In this respect, Daley is positively identikit. To be honest, to my eyes he resembles something more belonging to Madam Tausades than endless pages in Attitude. It's just so dull. But that is my view, obviously, and tastes vary. People don't consciously choose what they find physically attractive. Nonetheless, this view of beauty has not always been as dominant among gays as it is today, as research documents - it is not necessarily given or natural. Much of it is driven by porn, for instance.

I'm also not sure that its overwhelming dominance is particularly healthy, or rather that it goes without consequence. A recent study by the YMCA, Succeed Foundation and academics at UWE Bristol found that gay men are much more predisposed to suffer from anxiety about their body image than straight men. The APPG on Body Image's report this year found similar, citing gay men's greater propensity to chase "unrealistic beauty ideals". Unsurprisingly, eating disorders remain consistently higher among gay men. Interestingly, backing up the earlier point about boundaries, the YMCA study also found gay guys far more likely to engage in "body talk" - speech that reinforces the particular standard of attractiveness I mentioned above - than straight men (91% to 77.4%). You don't have to be a genius to draw the dots together.
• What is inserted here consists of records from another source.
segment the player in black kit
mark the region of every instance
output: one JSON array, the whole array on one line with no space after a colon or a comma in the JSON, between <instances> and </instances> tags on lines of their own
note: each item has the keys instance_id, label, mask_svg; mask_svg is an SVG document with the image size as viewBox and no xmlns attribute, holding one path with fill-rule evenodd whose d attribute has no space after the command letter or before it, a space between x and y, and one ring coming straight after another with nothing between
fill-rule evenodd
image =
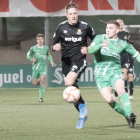
<instances>
[{"instance_id":1,"label":"player in black kit","mask_svg":"<svg viewBox=\"0 0 140 140\"><path fill-rule=\"evenodd\" d=\"M122 19L117 19L117 22L120 24L120 31L119 33L117 34L118 38L130 43L130 44L133 44L133 42L131 42L129 40L130 38L130 35L128 32L124 31L123 30L123 27L124 27L124 22ZM133 85L133 58L132 56L127 53L126 51L123 51L122 54L121 54L121 67L123 69L123 77L124 77L124 84L125 84L125 91L126 93L128 93L128 89L127 89L127 75L128 75L128 80L129 80L129 90L130 90L130 96L129 98L132 100L133 99L133 88L134 88L134 85ZM117 97L117 93L115 92L115 96Z\"/></svg>"},{"instance_id":2,"label":"player in black kit","mask_svg":"<svg viewBox=\"0 0 140 140\"><path fill-rule=\"evenodd\" d=\"M86 55L81 53L82 47L87 47L87 37L91 40L95 37L93 28L86 22L78 20L78 8L75 3L70 3L65 7L67 21L60 23L53 36L53 50L62 53L62 72L65 76L65 85L77 88L78 78L86 69ZM60 43L59 43L60 42ZM87 120L86 103L80 96L78 102L74 104L79 111L79 121L77 129L84 127Z\"/></svg>"}]
</instances>

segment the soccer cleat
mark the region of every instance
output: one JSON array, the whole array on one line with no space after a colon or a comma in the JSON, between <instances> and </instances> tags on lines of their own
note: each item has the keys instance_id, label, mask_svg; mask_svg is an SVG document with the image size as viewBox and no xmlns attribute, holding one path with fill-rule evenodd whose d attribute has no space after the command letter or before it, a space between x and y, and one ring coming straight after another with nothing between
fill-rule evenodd
<instances>
[{"instance_id":1,"label":"soccer cleat","mask_svg":"<svg viewBox=\"0 0 140 140\"><path fill-rule=\"evenodd\" d=\"M80 118L84 118L87 114L87 107L86 103L79 104L79 112L80 112Z\"/></svg>"},{"instance_id":2,"label":"soccer cleat","mask_svg":"<svg viewBox=\"0 0 140 140\"><path fill-rule=\"evenodd\" d=\"M40 98L40 99L39 99L39 102L43 102L43 99L42 99L42 98Z\"/></svg>"},{"instance_id":3,"label":"soccer cleat","mask_svg":"<svg viewBox=\"0 0 140 140\"><path fill-rule=\"evenodd\" d=\"M129 96L129 99L130 99L130 100L133 100L133 96L130 95L130 96Z\"/></svg>"},{"instance_id":4,"label":"soccer cleat","mask_svg":"<svg viewBox=\"0 0 140 140\"><path fill-rule=\"evenodd\" d=\"M84 118L79 118L78 124L76 126L77 129L82 129L84 128L84 123L87 120L87 116L85 116Z\"/></svg>"},{"instance_id":5,"label":"soccer cleat","mask_svg":"<svg viewBox=\"0 0 140 140\"><path fill-rule=\"evenodd\" d=\"M129 116L129 120L130 120L130 127L134 128L136 123L136 115L134 113L131 113Z\"/></svg>"}]
</instances>

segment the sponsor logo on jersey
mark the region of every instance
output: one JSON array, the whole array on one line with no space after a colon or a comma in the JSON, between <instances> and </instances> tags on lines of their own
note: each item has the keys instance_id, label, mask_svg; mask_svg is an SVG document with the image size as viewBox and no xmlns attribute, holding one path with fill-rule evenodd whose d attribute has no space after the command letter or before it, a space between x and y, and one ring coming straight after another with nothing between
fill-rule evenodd
<instances>
[{"instance_id":1,"label":"sponsor logo on jersey","mask_svg":"<svg viewBox=\"0 0 140 140\"><path fill-rule=\"evenodd\" d=\"M120 55L117 53L111 52L108 47L102 47L101 54L107 55L107 56L112 56L112 57L115 57L117 59L120 59Z\"/></svg>"},{"instance_id":2,"label":"sponsor logo on jersey","mask_svg":"<svg viewBox=\"0 0 140 140\"><path fill-rule=\"evenodd\" d=\"M46 55L40 55L39 53L36 53L35 57L46 59Z\"/></svg>"},{"instance_id":3,"label":"sponsor logo on jersey","mask_svg":"<svg viewBox=\"0 0 140 140\"><path fill-rule=\"evenodd\" d=\"M78 34L78 35L81 35L81 34L82 34L81 29L78 29L78 30L77 30L77 34Z\"/></svg>"},{"instance_id":4,"label":"sponsor logo on jersey","mask_svg":"<svg viewBox=\"0 0 140 140\"><path fill-rule=\"evenodd\" d=\"M78 41L82 41L82 37L65 37L65 41L72 41L72 42L78 42Z\"/></svg>"},{"instance_id":5,"label":"sponsor logo on jersey","mask_svg":"<svg viewBox=\"0 0 140 140\"><path fill-rule=\"evenodd\" d=\"M68 31L67 30L64 30L64 34L66 34Z\"/></svg>"}]
</instances>

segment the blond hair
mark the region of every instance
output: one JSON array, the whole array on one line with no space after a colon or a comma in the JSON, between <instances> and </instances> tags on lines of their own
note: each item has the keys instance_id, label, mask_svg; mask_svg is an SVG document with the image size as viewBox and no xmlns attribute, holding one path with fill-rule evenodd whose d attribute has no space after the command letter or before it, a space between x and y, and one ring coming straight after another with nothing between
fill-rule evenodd
<instances>
[{"instance_id":1,"label":"blond hair","mask_svg":"<svg viewBox=\"0 0 140 140\"><path fill-rule=\"evenodd\" d=\"M76 3L69 3L66 5L65 10L67 12L67 10L69 10L70 8L76 8L78 10L78 6Z\"/></svg>"}]
</instances>

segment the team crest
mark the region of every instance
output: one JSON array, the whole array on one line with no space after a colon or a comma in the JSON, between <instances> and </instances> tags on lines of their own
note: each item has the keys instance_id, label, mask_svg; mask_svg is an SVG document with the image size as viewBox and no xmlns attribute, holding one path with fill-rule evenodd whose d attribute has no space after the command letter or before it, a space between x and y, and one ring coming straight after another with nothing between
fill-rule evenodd
<instances>
[{"instance_id":1,"label":"team crest","mask_svg":"<svg viewBox=\"0 0 140 140\"><path fill-rule=\"evenodd\" d=\"M81 29L78 29L78 30L77 30L77 34L78 34L78 35L81 35L81 34L82 34Z\"/></svg>"},{"instance_id":2,"label":"team crest","mask_svg":"<svg viewBox=\"0 0 140 140\"><path fill-rule=\"evenodd\" d=\"M127 36L126 35L124 36L124 39L127 39Z\"/></svg>"}]
</instances>

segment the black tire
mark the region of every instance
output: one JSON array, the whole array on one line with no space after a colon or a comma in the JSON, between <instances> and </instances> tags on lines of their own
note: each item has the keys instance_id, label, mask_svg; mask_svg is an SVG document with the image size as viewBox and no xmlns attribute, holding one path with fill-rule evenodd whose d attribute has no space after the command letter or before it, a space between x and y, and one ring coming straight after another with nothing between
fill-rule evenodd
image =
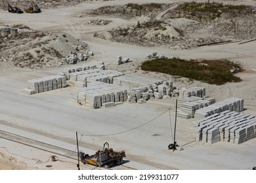
<instances>
[{"instance_id":1,"label":"black tire","mask_svg":"<svg viewBox=\"0 0 256 183\"><path fill-rule=\"evenodd\" d=\"M168 146L168 149L173 149L173 144L170 144Z\"/></svg>"}]
</instances>

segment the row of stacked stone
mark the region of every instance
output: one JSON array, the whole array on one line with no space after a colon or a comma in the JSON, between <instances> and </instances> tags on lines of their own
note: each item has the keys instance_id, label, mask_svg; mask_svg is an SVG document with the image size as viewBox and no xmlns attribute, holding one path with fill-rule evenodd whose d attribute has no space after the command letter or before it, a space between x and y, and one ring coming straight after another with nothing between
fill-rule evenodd
<instances>
[{"instance_id":1,"label":"row of stacked stone","mask_svg":"<svg viewBox=\"0 0 256 183\"><path fill-rule=\"evenodd\" d=\"M27 80L28 87L22 92L28 95L39 93L67 86L66 76L54 75Z\"/></svg>"},{"instance_id":2,"label":"row of stacked stone","mask_svg":"<svg viewBox=\"0 0 256 183\"><path fill-rule=\"evenodd\" d=\"M195 112L195 117L205 118L228 110L238 112L244 111L244 99L231 97L215 103L213 105L197 110Z\"/></svg>"},{"instance_id":3,"label":"row of stacked stone","mask_svg":"<svg viewBox=\"0 0 256 183\"><path fill-rule=\"evenodd\" d=\"M226 110L196 122L196 141L240 144L256 137L255 116Z\"/></svg>"},{"instance_id":4,"label":"row of stacked stone","mask_svg":"<svg viewBox=\"0 0 256 183\"><path fill-rule=\"evenodd\" d=\"M112 70L96 69L96 66L80 65L67 68L62 71L67 75L68 79L72 84L79 87L85 87L87 82L100 81L104 83L113 82L113 78L125 74Z\"/></svg>"},{"instance_id":5,"label":"row of stacked stone","mask_svg":"<svg viewBox=\"0 0 256 183\"><path fill-rule=\"evenodd\" d=\"M115 106L127 100L127 90L102 82L92 82L82 88L72 90L71 99L94 108Z\"/></svg>"},{"instance_id":6,"label":"row of stacked stone","mask_svg":"<svg viewBox=\"0 0 256 183\"><path fill-rule=\"evenodd\" d=\"M81 46L81 45L80 45ZM79 48L80 49L83 48ZM83 53L76 53L72 52L67 58L62 59L62 62L64 65L66 64L75 64L78 61L83 61L87 60L89 56Z\"/></svg>"},{"instance_id":7,"label":"row of stacked stone","mask_svg":"<svg viewBox=\"0 0 256 183\"><path fill-rule=\"evenodd\" d=\"M173 87L173 83L172 81L162 81L132 75L124 75L113 79L114 85L134 90L131 92L131 99L129 101L131 103L139 101L141 99L139 94L140 93L145 100L161 99L165 95L171 96L175 88ZM138 88L140 88L141 91L136 91ZM135 92L135 93L133 93Z\"/></svg>"}]
</instances>

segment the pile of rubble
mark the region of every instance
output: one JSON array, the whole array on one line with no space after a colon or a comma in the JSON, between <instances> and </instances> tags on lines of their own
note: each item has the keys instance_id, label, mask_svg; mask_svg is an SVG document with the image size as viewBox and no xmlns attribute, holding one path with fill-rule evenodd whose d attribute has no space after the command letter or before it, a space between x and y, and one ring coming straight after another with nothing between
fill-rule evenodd
<instances>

I'm not arguing that gays suddenly developing a suspiciously avid public interest in synchronised diving will on its own drive a mass of homosexuals to the toilet bowel with two fingers down their throat. Neither am I leading the charge for a re-introduction of Victorian sexual values (I've no wish to see pictures of Tom Daley's ankles, for one). All i'm saying, I suppose, is would it hurt if we were a bit less predictable once in a while?